アメリカという国が関わりすぎている。(それはうちの国とて同じことだ)
しかし、個人を金と対価とみなし、金の有無に応じた階層をたくさん引いて、最下層にいる人間の人格を無視し、外と交流させることすら拒否させてしまっている国にこの隣国の願いを左右する権利があるのか。あるわけがない。
すでに世界中がアメリカなのかもしれないが、もしかしたら、統一された隣国もこの国になってしまうのかもしれないが、彼らの信念、そして彼らの心の絆だけは踏みにじられたくない、と強く思った。

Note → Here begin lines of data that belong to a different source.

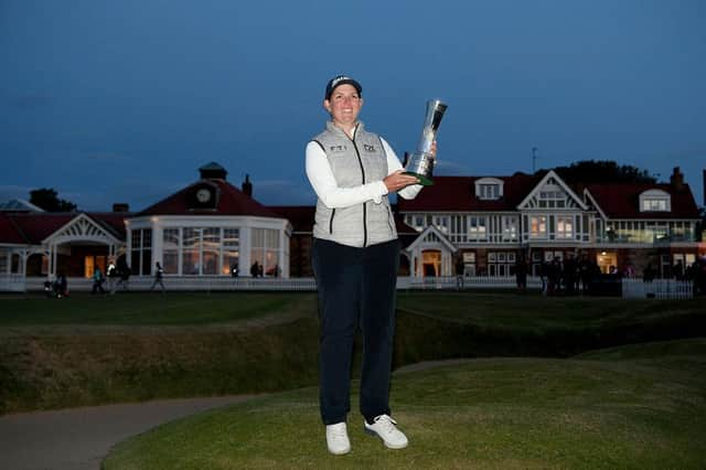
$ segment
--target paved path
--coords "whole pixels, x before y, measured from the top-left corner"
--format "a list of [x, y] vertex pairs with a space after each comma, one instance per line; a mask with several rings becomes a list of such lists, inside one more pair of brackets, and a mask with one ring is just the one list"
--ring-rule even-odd
[[99, 469], [110, 448], [130, 436], [249, 397], [170, 399], [0, 416], [0, 469]]

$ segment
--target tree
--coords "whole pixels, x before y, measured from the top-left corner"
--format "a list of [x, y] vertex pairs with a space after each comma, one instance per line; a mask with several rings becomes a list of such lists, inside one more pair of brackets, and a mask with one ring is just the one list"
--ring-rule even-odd
[[[557, 167], [554, 171], [567, 183], [656, 183], [648, 170], [630, 164], [619, 165], [610, 160], [582, 160], [569, 167]], [[544, 174], [547, 170], [539, 170]]]
[[73, 202], [58, 199], [58, 194], [53, 188], [30, 191], [30, 202], [46, 212], [72, 212], [76, 210], [76, 204]]

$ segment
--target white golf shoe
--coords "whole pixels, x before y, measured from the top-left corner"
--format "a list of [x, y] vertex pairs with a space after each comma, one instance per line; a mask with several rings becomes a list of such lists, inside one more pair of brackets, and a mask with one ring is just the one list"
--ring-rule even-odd
[[349, 440], [349, 430], [345, 427], [345, 423], [327, 426], [327, 446], [329, 446], [329, 452], [335, 456], [342, 456], [351, 451], [351, 441]]
[[376, 416], [372, 425], [365, 421], [365, 432], [377, 436], [389, 449], [404, 449], [409, 445], [407, 436], [397, 429], [397, 421], [387, 415]]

チョ先生を同じ人間として、愛すべき隣人として交流していたポンチョンドンのおばさんが
金正日主席、どうか、お願いですからチョさんと手紙を交換することを許して下さい。チョさんは体が弱いので最高の治療を受けさせてください。私たちがまた会えるようにしてください」
とカメラに向かって告げるシーンにも胸が詰まる。
金正日だけでなく、アメリカの首脳にも聞かせてやりたいよこれ。
早く国境なくしてくれよ。じいさんたちに残された時間は短いのだから。



そういえば、今年の初めに大阪朝鮮学校のサッカーの試合を見に行ってきたけど、聞いたことのないような曲を大々的に演奏してて、偉く感心したもんだ。祭りのような試合だった。試合会場でもそうだったけど、競技場までのバス内に乗ってきた人たちが次々交わす挨拶と握手を何度も何度も見たが、こんなに絆や繋がりを大事にする民族が2つに分かれているなんて、とても信じがたいことですよ。団結力だって動員力だってすさまじかったし。在日の方々でもこんなんだから、祖国ではもっともっと絆は熱いものだろう。
合言葉は「アイゴアイゴ」。
日本で今、これに相当する意味で交わされる言葉はないんじゃないのか。